Il ricorrente ha eccepito l'intervenuta prescrizione del credito portato dall'intimazione di pagamento impugnata.
Ha concluso con la richiesta di annullamento dell'atto impugnato, previa sospensione, con vittoria delle spese di lite.
AdER si è costituita in giudizio contestando il ricorso proposto, ha precisato che, come risulta dalle relate prodotte in atti, le cartelle di pagamento sono state validamente notificate al contribuente. Successivamente sono stati notificati:
▪ Avviso di intimazione n. 03420189011231115000, notificato il 10.12.2018;
▪ Avviso di intimazione n. 03420199005614302000, notificato il 16.04.2019;
▪ Preavviso di fermo n. 03480201900012736000, notificato il 10.07.2019.
Da tale data è ripartito il termine triennale di prescrizione del bollo auto, considerando che i termini di prescrizione risultano SOSPESI per il periodo di emergenza sanitaria alla luce dell'art. 12 del D. Lgs
159.2015. Pertanto, AdER ha chiesto il rigetto del ricorso, con condanna alle spese di lite.
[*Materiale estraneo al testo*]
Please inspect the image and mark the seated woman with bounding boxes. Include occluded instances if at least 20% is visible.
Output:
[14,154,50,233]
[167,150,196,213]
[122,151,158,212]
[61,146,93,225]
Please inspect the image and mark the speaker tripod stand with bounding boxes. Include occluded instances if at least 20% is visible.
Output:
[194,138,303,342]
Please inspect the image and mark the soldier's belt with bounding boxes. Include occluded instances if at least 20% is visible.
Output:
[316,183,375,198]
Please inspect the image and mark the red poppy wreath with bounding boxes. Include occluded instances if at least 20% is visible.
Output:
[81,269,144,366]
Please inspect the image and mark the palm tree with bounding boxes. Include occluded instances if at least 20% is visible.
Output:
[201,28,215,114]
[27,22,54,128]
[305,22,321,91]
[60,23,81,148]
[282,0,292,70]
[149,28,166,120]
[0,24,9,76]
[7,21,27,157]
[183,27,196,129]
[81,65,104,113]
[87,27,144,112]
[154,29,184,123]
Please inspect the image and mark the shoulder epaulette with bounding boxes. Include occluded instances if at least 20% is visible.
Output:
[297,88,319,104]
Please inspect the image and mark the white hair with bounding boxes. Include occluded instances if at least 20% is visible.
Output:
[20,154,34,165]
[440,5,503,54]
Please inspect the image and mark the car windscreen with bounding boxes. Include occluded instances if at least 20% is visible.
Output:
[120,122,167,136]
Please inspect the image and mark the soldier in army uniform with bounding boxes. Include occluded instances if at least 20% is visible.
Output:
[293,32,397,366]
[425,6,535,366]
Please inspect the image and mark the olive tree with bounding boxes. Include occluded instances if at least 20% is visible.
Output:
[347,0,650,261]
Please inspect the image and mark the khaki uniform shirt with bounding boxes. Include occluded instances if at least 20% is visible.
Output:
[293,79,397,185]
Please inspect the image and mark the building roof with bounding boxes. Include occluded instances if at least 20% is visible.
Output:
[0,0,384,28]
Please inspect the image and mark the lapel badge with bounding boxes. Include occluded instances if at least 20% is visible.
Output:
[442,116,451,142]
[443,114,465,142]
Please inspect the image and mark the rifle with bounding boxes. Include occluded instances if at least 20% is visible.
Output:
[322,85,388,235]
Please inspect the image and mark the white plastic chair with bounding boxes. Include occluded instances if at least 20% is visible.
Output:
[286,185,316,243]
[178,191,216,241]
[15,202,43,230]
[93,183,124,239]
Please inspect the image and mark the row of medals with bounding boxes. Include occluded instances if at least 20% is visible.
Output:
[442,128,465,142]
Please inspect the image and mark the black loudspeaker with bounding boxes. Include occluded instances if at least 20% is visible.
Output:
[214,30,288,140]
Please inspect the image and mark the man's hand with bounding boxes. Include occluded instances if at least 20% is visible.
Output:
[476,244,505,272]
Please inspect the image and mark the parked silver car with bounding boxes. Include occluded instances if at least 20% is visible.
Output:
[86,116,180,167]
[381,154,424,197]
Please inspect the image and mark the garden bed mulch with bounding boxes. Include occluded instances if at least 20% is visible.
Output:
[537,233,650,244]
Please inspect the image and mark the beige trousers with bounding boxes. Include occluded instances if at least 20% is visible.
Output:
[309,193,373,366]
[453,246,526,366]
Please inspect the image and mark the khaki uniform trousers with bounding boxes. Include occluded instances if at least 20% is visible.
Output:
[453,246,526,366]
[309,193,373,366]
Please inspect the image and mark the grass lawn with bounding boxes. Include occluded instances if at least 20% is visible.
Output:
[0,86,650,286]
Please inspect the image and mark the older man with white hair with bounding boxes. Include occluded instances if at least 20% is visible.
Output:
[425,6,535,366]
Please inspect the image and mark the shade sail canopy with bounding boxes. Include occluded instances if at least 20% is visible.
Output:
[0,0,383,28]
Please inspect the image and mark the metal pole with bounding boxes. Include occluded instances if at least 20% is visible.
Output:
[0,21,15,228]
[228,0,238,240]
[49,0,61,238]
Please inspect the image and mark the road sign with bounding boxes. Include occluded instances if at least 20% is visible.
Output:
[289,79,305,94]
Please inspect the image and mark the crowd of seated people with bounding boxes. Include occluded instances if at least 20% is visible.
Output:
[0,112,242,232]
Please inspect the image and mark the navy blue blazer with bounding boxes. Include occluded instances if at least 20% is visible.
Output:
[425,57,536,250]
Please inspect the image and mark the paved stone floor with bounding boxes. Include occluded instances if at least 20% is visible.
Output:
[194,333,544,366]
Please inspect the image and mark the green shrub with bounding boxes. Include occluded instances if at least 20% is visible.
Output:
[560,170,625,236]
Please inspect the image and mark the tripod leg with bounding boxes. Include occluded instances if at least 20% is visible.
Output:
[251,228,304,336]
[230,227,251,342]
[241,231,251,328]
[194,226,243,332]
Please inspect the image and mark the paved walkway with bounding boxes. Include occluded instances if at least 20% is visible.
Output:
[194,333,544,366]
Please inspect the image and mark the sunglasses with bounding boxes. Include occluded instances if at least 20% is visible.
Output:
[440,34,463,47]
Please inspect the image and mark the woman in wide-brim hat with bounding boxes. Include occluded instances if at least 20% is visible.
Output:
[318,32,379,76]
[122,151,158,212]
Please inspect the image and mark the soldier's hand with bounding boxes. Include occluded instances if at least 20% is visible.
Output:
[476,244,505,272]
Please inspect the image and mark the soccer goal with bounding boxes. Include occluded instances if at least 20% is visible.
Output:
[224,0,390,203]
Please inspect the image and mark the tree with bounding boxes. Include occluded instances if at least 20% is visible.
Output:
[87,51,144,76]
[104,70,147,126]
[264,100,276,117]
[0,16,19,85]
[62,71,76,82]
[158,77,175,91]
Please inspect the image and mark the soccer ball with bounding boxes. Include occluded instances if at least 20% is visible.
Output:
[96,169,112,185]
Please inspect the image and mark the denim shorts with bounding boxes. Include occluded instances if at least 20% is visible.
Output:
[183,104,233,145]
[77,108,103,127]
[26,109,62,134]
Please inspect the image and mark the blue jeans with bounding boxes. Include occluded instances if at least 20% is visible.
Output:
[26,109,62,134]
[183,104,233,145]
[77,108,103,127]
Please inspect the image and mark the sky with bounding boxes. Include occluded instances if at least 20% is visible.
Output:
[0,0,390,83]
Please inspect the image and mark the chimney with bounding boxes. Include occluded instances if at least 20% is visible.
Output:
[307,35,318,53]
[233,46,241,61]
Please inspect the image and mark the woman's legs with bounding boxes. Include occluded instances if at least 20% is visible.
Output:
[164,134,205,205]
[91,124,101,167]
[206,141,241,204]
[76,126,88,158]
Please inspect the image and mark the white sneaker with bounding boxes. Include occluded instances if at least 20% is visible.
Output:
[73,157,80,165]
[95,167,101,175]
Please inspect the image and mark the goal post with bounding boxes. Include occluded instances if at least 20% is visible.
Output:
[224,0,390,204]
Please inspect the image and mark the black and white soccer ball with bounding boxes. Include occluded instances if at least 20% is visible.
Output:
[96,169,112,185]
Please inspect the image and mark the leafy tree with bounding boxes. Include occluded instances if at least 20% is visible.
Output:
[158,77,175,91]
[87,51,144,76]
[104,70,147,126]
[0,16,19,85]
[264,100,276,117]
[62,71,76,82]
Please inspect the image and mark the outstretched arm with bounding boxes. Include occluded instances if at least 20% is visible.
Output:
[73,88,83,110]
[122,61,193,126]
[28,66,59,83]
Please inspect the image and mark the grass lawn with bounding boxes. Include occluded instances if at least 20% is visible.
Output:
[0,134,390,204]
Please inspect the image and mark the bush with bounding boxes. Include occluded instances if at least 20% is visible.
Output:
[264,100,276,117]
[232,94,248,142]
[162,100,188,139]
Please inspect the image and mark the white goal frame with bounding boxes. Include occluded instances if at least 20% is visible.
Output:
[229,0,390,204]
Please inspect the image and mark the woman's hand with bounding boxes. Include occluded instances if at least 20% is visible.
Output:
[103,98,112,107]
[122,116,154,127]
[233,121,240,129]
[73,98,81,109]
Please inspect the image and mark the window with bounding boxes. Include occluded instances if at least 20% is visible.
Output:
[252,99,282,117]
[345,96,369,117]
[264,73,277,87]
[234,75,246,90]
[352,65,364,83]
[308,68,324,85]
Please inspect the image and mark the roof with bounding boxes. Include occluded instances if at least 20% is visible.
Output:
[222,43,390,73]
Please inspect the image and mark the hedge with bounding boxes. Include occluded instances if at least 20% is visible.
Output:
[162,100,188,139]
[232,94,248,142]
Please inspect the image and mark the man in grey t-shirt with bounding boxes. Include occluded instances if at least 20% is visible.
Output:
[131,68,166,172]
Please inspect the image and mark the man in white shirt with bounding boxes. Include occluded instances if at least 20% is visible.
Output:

La Regione Calabria si è costituita in giudizio, precisando di aver notificato gli avvisi di accertamento;
ha quindi chiesto il rigetto del ricorso, con condanna alle spese di lite.
MOTIVI DELLA DECISIONE
All'udienza del 21-11-2025, la Corte esaminati gli atti di causa rigetta il ricorso.
Trattandosi di un'imposta di bollo, l'azione dell'Amministrazione Finanziaria per il recupero dell'imposta dovuta si prescrive a decorrere dal terzo anno successivo a quello in cui avrebbe dovuto essere effettuato il pagamento. Ciò è stabilito dall'art. 5 del D.L. 953/82, come modificato dall'art. 3 del D.L. 2/86, convertito nella Legge 60/86.
ADER ha provato la rituale notifica delle cartelle sottese all'atto impugnato, nonchè delle intimazioni di pagamento e del preavviso di fermo amministrativo, che, per mancata opposizione, hanno reso definitiva la pretesa tributaria. Secondo la giurisprudenza ormai consolidata, nel caso in cui l'atto prodromico posto a fondamento della pretesa tributaria sia stato regolarmente notificato, la mancata impugnazione dello stesso nei termini di legge preclude ogni possibilità di contestazione del debito fiscale, determinandone la definitività
(cfr. Cass. nn. 20735/19 e 29978/18).
La notifica degli atti antecedenti a quello oggetto dell'impugnazione non opposti nei termini di legge, impediscono la proposizione di eccezioni che avrebbero dovuto essere sollevate in sede di opposizione avverso gli atti precedentemente notificati. L'atto impugnato può essere contestato solo per vizi propri e non per censure riguardanti gli atti impositivi presupposti.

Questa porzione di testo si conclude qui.